Crescimento Acima da Média Nacional
Em 2025, a produção industrial em sete estados brasileiros apresentou crescimento superior ao da média nacional, que foi de 0,6% em comparação com 2024. O Espírito Santo se destacou com um crescimento expressivo de 11,6%, enquanto o Rio de Janeiro também registrou um aumento significativo de 5,1%. Esses dados foram divulgados pelo Instituto Brasileiro de Geografia e Estatística (IBGE) na Pesquisa Industrial Mensal Regional, publicada nesta terça-feira (10).

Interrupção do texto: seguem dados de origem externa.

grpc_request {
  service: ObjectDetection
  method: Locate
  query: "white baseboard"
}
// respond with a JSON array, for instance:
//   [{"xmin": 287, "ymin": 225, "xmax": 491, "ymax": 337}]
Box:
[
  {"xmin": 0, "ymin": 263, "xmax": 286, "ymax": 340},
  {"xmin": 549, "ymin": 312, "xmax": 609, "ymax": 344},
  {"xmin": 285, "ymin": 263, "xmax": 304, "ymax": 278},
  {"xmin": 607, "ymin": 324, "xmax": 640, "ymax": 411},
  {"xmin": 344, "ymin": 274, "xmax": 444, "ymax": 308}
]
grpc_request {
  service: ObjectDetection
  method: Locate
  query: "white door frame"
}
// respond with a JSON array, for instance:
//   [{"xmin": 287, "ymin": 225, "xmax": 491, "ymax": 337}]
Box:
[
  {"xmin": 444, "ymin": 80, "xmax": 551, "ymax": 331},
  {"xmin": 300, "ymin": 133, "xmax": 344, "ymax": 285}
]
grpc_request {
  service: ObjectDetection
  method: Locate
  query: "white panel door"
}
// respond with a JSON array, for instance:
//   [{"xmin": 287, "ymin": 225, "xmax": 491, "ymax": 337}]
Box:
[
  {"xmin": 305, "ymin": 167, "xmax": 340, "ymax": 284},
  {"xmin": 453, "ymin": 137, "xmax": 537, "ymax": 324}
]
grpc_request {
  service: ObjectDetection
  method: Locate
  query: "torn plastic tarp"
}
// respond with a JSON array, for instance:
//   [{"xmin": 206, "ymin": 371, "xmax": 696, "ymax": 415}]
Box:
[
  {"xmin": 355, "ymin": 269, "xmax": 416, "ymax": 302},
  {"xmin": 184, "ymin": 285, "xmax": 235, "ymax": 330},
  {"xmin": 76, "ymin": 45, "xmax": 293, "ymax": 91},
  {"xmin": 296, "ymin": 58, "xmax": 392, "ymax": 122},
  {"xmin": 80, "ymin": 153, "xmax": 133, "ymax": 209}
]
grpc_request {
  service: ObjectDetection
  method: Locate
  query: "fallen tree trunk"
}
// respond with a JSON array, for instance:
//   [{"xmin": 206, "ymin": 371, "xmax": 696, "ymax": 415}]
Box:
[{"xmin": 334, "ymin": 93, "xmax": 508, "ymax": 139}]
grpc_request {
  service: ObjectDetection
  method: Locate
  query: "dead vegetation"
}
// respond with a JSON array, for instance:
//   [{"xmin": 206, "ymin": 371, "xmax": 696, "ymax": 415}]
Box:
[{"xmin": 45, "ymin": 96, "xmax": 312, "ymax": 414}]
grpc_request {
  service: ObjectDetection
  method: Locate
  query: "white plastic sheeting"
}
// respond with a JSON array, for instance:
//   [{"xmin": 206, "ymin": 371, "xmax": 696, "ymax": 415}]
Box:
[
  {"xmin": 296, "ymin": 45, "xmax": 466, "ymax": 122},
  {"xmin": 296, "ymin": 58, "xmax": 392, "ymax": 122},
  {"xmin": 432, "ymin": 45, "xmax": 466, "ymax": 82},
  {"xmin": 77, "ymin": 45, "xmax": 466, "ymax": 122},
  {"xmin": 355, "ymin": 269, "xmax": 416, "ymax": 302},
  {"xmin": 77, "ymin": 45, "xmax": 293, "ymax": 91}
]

Para avaliar o desempenho da indústria no país, o IBGE coletou informações em 18 localidades, incluindo 17 unidades da federação que possuem uma participação mínima de 0,5% na produção industrial nacional e o Nordeste como um todo. Entre os estados que superaram a média nacional estão:
- Espírito Santo: 11,6%
- Rio de Janeiro: 5,1%
- Santa Catarina: 3,2%
- Rio Grande do Sul: 2,4%
- Goiás: 2,4%
- Minas Gerais: 1,3%
- Pará: 0,8%
Influências do Crescimento Industrial
O Rio de Janeiro, que representa 11,38% da economia nacional, teve um impacto significativo sobre a média do Brasil, liderando o crescimento, seguido pelo Espírito Santo. Conforme destaca Bernardo Almeida, analista da pesquisa, o aumento da produção no Rio foi impulsionado principalmente pelo setor extrativo, que inclui a extração de petróleo e gás natural. O Espírito Santo, por sua vez, também se beneficiou do crescimento na extração de recursos naturais como petróleo, minério de ferro e gás natural.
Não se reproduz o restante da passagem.